I'm guessing the flow rates in your system are slow so the flow is laminar. In that case the flow is described by the Hagen-Poiseuille equation:

$$\Delta P = \frac{8\mu\ell V}{\pi r^4}$$

where $\Delta P$ is the pressure drop, $\mu$ is the viscosity of your saline solution, $\ell$ is distance along the pipe, $r$ is the pipe radius and $V$ is the volume flow rate. To get the pressure difference between the first and last hole set $\ell$ to the distance between them.

You can't do much about the viscosity of the saline, and I'm guessing the distance between the holes is fixed so you can't change $\ell$. Likewise the volume flow rate $V$ is probably dictated by the experiment. So the only variable under your control is the pipe radius $r$. The good news is that the pressure difference is very sensitive to $r$ because it varies as $r^{-4}$. So if you double $r$ you reduce the pressure difference by a factor of 16.

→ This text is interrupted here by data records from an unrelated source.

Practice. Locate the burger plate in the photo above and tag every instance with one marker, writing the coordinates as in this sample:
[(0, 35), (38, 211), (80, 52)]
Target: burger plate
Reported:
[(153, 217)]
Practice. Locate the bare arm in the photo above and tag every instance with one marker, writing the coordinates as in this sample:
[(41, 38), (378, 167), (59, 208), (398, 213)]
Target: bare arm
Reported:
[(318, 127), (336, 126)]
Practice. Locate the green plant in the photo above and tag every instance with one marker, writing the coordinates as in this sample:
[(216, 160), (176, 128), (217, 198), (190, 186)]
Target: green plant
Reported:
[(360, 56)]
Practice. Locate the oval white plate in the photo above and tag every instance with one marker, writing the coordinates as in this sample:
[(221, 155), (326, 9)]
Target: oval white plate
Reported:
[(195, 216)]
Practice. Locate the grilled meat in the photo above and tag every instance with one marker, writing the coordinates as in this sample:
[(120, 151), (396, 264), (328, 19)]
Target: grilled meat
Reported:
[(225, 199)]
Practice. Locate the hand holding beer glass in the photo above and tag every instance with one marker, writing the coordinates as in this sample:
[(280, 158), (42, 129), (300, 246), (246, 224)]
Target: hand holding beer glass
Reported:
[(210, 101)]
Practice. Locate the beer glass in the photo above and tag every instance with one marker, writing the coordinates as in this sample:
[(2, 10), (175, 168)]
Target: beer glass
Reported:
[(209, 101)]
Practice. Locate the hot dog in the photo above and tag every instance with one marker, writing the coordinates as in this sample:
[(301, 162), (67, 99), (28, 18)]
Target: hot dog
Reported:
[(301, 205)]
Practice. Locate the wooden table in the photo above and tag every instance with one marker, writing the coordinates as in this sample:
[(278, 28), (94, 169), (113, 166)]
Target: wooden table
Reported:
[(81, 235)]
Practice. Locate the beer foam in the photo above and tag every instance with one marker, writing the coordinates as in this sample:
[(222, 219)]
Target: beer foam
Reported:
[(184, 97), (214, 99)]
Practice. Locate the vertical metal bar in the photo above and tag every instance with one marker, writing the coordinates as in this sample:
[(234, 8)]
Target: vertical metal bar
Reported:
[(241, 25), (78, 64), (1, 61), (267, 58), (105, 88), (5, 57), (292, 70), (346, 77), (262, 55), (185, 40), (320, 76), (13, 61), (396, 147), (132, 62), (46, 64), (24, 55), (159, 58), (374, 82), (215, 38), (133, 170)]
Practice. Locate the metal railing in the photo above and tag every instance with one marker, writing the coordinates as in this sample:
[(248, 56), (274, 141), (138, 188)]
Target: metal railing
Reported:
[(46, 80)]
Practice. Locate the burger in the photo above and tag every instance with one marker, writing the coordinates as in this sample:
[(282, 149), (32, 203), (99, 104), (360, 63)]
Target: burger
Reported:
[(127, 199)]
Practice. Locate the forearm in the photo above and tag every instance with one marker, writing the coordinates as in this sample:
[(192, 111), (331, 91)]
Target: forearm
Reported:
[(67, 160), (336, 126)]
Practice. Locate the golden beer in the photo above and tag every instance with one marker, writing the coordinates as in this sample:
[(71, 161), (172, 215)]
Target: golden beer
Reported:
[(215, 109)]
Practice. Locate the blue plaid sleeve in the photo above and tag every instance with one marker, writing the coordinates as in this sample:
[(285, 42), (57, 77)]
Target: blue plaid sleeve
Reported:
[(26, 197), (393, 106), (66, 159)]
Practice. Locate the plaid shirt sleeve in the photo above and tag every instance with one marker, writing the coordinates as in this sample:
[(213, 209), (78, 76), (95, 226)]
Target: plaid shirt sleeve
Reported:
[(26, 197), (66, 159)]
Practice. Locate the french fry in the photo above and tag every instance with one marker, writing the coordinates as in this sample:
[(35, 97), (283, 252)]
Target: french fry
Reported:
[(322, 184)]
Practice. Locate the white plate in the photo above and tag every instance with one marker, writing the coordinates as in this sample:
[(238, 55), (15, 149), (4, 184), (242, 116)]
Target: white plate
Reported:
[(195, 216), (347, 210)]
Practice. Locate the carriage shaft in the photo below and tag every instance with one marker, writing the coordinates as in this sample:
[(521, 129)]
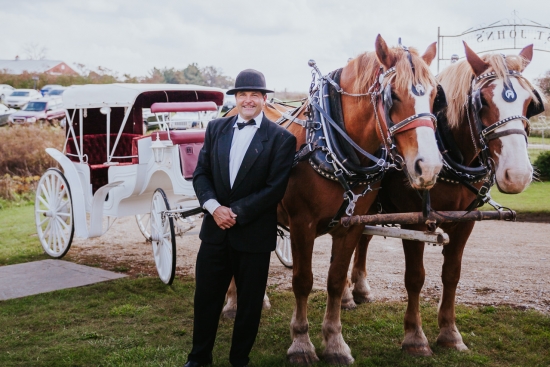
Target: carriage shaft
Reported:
[(434, 217)]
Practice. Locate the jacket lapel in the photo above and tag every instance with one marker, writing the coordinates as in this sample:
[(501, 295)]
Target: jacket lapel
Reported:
[(253, 152), (224, 148)]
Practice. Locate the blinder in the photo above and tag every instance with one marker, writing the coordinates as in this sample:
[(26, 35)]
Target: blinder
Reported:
[(440, 101), (534, 109)]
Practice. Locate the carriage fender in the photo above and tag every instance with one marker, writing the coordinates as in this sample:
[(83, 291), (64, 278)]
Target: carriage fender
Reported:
[(77, 195)]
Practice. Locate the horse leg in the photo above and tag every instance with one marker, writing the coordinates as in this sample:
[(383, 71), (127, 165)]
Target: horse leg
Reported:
[(415, 342), (449, 336), (336, 350), (347, 298), (302, 350), (230, 309), (361, 289)]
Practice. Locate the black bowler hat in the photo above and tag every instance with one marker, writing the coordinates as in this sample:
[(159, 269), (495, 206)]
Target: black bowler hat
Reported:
[(249, 79)]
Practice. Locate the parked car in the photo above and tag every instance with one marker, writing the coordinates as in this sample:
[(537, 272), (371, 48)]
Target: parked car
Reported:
[(5, 112), (5, 90), (20, 97), (46, 109), (47, 88), (57, 92)]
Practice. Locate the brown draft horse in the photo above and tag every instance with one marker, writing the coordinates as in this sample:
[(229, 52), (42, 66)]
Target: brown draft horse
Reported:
[(512, 170), (311, 201)]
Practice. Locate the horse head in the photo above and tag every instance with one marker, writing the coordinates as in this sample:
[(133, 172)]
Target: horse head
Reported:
[(402, 105), (501, 101)]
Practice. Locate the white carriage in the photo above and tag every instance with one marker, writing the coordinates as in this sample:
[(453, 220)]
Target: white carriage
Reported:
[(110, 169)]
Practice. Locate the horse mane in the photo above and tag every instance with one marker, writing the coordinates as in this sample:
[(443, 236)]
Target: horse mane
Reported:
[(366, 68), (456, 81)]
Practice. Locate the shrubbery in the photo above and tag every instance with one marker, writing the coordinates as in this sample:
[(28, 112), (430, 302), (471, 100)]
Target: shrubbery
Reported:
[(23, 158), (542, 163)]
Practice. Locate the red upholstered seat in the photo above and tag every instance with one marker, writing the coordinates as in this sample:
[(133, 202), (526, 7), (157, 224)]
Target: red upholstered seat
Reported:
[(181, 136), (190, 143)]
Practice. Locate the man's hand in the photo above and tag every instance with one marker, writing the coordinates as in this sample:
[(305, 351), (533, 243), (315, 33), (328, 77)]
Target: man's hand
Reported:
[(224, 217)]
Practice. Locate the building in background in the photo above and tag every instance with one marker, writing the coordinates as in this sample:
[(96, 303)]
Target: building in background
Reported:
[(51, 67)]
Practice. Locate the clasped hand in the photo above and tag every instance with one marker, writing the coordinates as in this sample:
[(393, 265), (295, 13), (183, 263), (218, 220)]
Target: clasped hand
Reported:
[(224, 217)]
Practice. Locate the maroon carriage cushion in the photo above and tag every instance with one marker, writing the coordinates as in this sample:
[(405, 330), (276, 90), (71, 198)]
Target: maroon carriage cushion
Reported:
[(181, 136), (183, 106)]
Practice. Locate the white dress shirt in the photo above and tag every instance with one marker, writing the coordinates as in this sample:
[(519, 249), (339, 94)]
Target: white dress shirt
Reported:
[(239, 145)]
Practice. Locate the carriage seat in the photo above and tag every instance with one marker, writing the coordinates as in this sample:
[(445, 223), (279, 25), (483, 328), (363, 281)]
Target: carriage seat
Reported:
[(190, 143), (95, 148)]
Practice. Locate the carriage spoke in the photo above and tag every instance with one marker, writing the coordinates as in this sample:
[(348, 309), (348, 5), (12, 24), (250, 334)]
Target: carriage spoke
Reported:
[(43, 201)]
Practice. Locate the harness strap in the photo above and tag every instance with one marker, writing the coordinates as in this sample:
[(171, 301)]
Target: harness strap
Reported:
[(402, 126), (305, 152), (498, 124), (506, 132), (378, 161)]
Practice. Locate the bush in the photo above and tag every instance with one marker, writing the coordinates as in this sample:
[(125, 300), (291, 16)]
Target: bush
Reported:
[(23, 158), (543, 164)]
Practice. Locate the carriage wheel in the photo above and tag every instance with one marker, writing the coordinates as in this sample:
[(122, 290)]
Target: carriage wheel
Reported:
[(144, 225), (163, 238), (53, 209), (283, 249)]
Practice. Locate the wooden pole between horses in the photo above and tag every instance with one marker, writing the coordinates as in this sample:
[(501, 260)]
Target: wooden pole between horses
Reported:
[(434, 217), (439, 238)]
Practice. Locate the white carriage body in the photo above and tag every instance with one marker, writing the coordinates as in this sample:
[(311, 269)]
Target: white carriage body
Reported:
[(104, 179)]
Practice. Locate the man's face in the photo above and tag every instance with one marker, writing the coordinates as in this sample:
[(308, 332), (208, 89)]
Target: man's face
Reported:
[(250, 103)]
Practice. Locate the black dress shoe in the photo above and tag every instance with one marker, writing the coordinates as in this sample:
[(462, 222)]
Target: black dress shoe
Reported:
[(195, 364)]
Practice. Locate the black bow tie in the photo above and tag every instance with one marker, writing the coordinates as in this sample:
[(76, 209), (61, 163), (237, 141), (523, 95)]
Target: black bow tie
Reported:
[(240, 125)]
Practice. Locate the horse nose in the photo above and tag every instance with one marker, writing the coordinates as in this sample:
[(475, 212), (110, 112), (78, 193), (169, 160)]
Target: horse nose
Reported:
[(418, 166)]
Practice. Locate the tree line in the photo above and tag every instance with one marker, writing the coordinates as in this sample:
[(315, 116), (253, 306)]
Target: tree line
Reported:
[(192, 74)]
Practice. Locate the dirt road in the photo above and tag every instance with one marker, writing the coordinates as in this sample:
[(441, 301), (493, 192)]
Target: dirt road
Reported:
[(504, 263)]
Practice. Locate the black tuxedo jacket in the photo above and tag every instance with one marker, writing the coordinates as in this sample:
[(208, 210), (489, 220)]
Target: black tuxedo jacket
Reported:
[(259, 185)]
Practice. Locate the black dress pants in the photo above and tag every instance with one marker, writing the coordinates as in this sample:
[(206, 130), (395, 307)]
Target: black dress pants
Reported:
[(216, 265)]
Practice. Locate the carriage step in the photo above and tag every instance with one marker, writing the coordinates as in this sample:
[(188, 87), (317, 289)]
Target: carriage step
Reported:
[(439, 238)]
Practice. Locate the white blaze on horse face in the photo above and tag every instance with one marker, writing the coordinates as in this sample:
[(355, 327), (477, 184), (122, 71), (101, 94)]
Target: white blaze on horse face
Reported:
[(425, 166), (513, 169)]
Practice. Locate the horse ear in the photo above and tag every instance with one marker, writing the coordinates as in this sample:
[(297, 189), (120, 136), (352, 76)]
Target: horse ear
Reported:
[(383, 53), (478, 66), (527, 54), (430, 53)]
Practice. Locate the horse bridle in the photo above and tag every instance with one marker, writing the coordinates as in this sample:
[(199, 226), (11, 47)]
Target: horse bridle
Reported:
[(488, 133)]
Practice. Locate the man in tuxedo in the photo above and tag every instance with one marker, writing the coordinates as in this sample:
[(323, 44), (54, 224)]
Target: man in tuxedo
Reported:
[(241, 176)]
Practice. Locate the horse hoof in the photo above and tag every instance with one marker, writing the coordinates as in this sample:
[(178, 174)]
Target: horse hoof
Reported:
[(348, 304), (338, 359), (459, 346), (229, 314), (418, 350), (303, 358)]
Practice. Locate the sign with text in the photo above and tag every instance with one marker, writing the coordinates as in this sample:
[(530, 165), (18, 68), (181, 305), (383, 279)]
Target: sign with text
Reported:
[(494, 38)]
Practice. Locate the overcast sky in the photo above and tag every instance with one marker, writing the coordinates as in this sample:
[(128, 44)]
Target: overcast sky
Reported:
[(275, 37)]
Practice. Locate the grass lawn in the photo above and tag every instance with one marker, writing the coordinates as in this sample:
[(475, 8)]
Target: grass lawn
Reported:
[(18, 240), (142, 322)]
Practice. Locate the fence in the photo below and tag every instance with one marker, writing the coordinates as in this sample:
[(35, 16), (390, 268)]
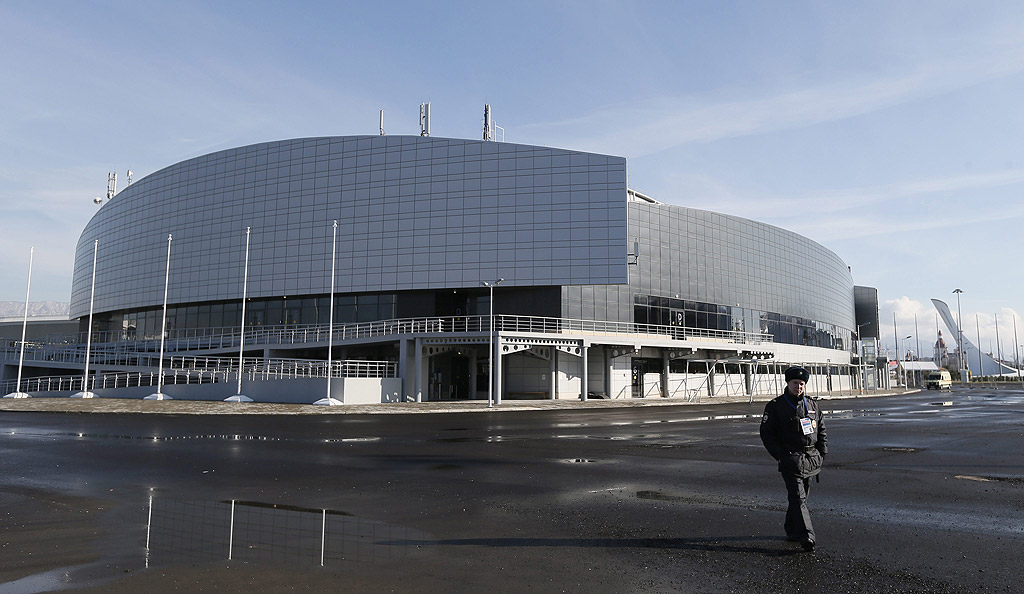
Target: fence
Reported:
[(260, 370)]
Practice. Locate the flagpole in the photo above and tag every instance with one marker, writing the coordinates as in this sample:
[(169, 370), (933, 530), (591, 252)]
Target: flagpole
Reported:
[(17, 393), (86, 393), (328, 400), (159, 395), (239, 396)]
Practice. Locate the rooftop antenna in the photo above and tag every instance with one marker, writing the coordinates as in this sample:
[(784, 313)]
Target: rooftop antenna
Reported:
[(425, 119), (486, 122), (489, 126)]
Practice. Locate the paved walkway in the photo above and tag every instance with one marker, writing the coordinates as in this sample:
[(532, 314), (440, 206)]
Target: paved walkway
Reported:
[(137, 406)]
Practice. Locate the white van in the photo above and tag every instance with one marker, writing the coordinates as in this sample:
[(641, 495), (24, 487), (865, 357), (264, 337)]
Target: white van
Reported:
[(938, 380)]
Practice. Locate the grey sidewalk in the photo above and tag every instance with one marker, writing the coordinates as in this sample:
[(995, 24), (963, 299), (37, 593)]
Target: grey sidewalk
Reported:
[(136, 406)]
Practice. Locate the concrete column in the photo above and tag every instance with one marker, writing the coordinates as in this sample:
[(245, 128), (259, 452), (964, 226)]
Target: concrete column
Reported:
[(403, 370), (499, 368), (418, 383), (665, 373), (553, 383), (472, 376), (583, 373), (609, 371)]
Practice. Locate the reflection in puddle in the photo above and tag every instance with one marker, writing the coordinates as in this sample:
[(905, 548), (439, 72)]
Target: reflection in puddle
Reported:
[(182, 532)]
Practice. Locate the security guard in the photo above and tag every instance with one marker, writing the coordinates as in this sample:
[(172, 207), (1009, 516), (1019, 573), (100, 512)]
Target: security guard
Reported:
[(793, 430)]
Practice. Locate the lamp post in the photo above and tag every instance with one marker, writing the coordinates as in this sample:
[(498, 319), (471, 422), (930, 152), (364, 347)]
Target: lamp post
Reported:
[(960, 339), (491, 341), (906, 338)]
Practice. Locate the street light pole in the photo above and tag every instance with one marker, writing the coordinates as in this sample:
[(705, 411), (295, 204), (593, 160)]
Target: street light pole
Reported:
[(491, 341), (905, 384), (960, 338)]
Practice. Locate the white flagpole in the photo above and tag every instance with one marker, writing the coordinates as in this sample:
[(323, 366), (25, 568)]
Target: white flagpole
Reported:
[(330, 332), (86, 393), (159, 395), (17, 393), (239, 397)]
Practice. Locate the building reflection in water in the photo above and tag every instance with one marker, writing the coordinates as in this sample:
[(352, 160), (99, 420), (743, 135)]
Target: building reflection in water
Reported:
[(188, 532)]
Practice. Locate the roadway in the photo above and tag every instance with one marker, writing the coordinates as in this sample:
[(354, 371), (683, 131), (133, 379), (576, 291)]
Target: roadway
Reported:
[(921, 493)]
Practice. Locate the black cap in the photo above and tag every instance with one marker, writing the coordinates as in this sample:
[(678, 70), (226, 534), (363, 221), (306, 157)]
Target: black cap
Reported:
[(797, 373)]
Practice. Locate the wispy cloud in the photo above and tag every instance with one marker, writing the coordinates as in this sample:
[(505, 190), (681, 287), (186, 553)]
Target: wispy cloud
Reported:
[(642, 127)]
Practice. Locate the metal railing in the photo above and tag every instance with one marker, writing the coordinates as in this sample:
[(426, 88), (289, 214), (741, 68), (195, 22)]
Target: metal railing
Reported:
[(117, 348), (260, 371)]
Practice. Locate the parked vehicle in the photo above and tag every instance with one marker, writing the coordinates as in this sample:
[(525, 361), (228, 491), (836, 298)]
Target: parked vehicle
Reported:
[(938, 380)]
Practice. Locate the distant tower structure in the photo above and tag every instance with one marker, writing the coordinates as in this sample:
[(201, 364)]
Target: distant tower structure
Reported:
[(112, 184), (424, 119), (941, 354), (486, 122), (489, 126)]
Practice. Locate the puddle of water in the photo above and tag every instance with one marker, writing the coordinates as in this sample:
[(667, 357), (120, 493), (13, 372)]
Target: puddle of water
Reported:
[(182, 532), (1010, 479), (75, 576)]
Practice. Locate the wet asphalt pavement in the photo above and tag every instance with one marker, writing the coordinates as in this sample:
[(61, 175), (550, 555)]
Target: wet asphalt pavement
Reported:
[(921, 493)]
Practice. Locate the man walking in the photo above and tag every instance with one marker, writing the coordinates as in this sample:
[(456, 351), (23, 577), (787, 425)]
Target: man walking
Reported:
[(793, 430)]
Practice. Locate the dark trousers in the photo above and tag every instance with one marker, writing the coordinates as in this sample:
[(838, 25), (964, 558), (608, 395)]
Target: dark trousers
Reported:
[(798, 517)]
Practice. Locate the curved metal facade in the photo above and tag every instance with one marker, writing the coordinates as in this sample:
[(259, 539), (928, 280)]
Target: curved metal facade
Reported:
[(418, 213), (414, 213)]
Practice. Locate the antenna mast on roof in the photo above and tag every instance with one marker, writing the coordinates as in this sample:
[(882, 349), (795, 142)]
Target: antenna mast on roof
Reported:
[(425, 119), (489, 126)]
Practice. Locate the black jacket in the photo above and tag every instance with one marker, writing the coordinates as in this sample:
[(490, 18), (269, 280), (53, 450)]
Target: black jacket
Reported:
[(782, 436)]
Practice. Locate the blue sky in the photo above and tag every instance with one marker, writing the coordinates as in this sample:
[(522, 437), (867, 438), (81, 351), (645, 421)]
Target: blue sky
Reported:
[(888, 131)]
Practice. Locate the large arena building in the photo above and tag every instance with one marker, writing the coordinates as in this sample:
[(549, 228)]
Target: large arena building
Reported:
[(598, 291)]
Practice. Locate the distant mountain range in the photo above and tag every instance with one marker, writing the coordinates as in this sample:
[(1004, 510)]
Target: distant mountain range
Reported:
[(16, 308)]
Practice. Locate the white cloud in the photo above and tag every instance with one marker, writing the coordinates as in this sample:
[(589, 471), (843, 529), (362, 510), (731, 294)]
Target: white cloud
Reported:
[(920, 322), (642, 127)]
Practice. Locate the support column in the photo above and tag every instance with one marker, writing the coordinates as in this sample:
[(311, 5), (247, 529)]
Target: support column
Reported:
[(583, 374), (609, 371), (418, 383), (553, 384), (403, 370), (472, 377), (499, 368), (665, 373)]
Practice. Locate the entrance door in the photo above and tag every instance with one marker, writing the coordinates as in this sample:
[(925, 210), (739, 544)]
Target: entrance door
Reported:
[(640, 367), (459, 376)]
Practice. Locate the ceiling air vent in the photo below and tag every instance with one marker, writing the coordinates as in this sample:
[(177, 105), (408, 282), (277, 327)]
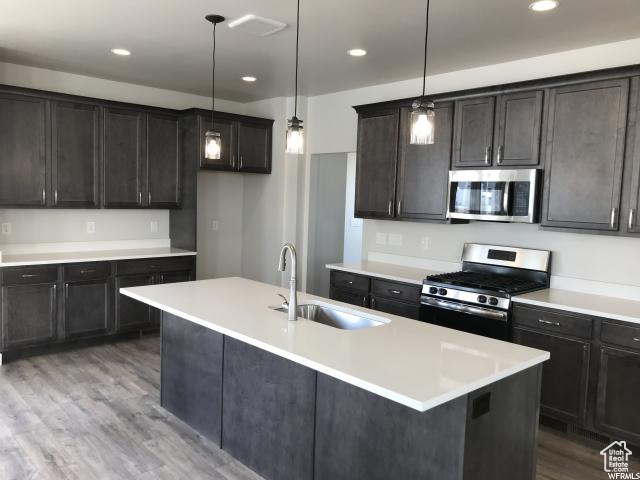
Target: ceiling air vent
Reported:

If the equal flow rate is really critical you could change the pipe geometry to reduce the difference in length between the holes. Something like this:

• Dear John, thank you very much for your prompt response. I am actually working on an artificial tear duct, so the pipe geometry needs to remain the same, however I can change the radii and the length between the holes. Feb 4, 2015 at 8:55

If your objective is to obtain precise and equal flow rates through the three holes however constrained by serial arrangement you sketched then you need to progressively increase the radii of each duct that are downstream of one another.